Durant la période de la crise sanitaire du COVID le laboratoire a réalisé de nombreux tests PCR.
L'arrêté du 12 décembre 2020 portant modification des conditions de remboursement de l'acte de détection du génome SARS-CoV-2 par amplification génétique a institué un mécanisme de majoration-minoration de la tarification en vertu duquel la caisse primaire d'assurance-maladie règle les analyses réalisées selon une cotation (B 160 pour la période concernée par la présente instance) puis contrôle le prélèvement et le rendu des résultats.
En fonction des délais ainsi relevés la caisse primaire d'assurance-maladie applique au laboratoire une majoration ou une minoration de la cotation.
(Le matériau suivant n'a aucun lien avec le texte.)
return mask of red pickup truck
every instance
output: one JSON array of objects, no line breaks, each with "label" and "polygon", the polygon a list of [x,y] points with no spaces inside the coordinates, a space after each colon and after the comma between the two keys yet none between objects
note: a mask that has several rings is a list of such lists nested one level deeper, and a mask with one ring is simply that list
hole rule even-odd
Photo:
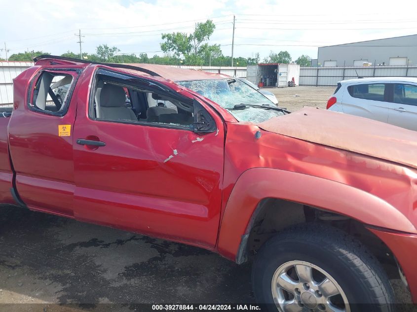
[{"label": "red pickup truck", "polygon": [[392,311],[389,277],[417,302],[415,132],[220,74],[35,62],[0,118],[1,203],[252,261],[270,311]]}]

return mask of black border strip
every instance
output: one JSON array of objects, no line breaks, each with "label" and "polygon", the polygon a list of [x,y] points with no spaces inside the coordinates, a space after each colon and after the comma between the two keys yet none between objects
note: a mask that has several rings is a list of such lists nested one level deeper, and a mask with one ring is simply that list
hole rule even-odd
[{"label": "black border strip", "polygon": [[[42,55],[39,55],[39,56],[37,56],[33,60],[34,62],[36,63],[38,61],[40,60],[42,60],[44,59],[55,59],[55,60],[62,60],[63,61],[68,61],[69,62],[73,62],[75,63],[83,63],[84,64],[96,64],[97,65],[103,65],[104,66],[109,66],[109,67],[114,67],[115,68],[123,68],[128,69],[133,69],[134,70],[138,70],[139,71],[142,71],[142,72],[145,72],[145,73],[149,74],[151,76],[157,76],[157,77],[162,77],[160,75],[156,73],[154,71],[152,71],[152,70],[150,70],[149,69],[146,69],[143,68],[142,67],[139,67],[138,66],[132,66],[132,65],[126,65],[126,64],[118,64],[115,63],[100,63],[98,62],[92,62],[91,61],[85,61],[84,60],[80,60],[78,59],[73,59],[72,58],[69,57],[64,57],[62,56],[57,56],[55,55],[49,55],[48,54],[43,54]],[[58,65],[58,64],[53,64],[53,65]]]}]

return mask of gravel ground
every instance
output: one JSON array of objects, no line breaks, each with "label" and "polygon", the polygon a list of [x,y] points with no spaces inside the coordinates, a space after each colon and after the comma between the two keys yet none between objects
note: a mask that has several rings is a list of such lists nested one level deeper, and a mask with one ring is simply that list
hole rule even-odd
[{"label": "gravel ground", "polygon": [[327,100],[336,90],[336,87],[307,87],[265,88],[275,94],[279,105],[290,111],[295,111],[304,106],[326,108]]},{"label": "gravel ground", "polygon": [[[268,90],[294,111],[304,105],[325,108],[335,88]],[[0,210],[0,312],[129,311],[143,310],[133,305],[140,303],[254,303],[248,264],[27,209],[8,206]],[[401,281],[391,281],[397,302],[410,304]],[[417,311],[410,304],[397,308]]]}]

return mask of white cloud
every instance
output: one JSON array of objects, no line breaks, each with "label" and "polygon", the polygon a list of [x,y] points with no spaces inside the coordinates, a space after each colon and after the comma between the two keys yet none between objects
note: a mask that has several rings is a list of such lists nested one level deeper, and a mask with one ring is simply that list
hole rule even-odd
[{"label": "white cloud", "polygon": [[[115,45],[124,53],[159,51],[161,33],[175,28],[190,32],[193,21],[228,15],[214,19],[218,25],[210,41],[222,44],[224,53],[230,55],[233,14],[236,56],[259,52],[263,58],[269,50],[286,50],[293,59],[302,54],[314,58],[317,47],[313,46],[417,33],[415,1],[395,6],[359,0],[348,5],[307,0],[38,0],[8,1],[2,8],[0,40],[6,41],[9,54],[27,48],[55,54],[76,52],[74,34],[79,29],[86,35],[83,50],[90,53],[102,43]],[[183,22],[169,24],[179,21]],[[243,45],[248,44],[255,45]]]}]

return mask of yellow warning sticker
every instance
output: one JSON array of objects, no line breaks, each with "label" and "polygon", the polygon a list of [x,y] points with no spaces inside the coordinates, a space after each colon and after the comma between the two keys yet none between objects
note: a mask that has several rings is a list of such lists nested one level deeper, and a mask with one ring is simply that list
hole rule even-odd
[{"label": "yellow warning sticker", "polygon": [[71,135],[71,125],[59,125],[58,126],[58,135],[60,137],[70,137]]}]

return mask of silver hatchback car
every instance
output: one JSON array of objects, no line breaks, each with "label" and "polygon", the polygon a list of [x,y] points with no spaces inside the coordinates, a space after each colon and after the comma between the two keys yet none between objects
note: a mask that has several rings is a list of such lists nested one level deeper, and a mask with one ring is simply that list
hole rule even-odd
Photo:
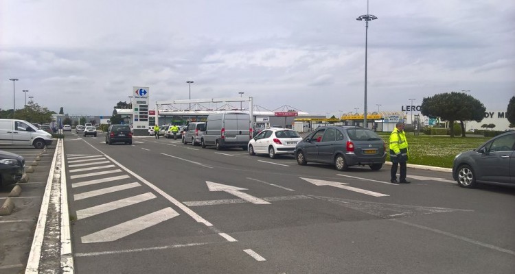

En cas de minoration, la caisse primaire d'assurance-maladie notifie au laboratoire le montant perçu en trop et lui réclame le versement de l'indu.
C'est dans ces conditions que la caisse primaire d'assurance-maladie de la Seine-Saint-Denis (la caisse) a notifié à la société [6], prise en son établissement de la [Adresse 8] à [Localité 7], par courrier recommandé en date du 21 mai 2021, un indu d’un montant de 16 617 euros au titre de tests PCR réalisés par ce laboratoire entre le 15 décembre 2020 et le 15 mars 2021.
Par lettre recommandée avec accusé de réception du 9 juillet 2021, le laboratoire a contesté cette notification devant la commission de recours amiable de la caisse.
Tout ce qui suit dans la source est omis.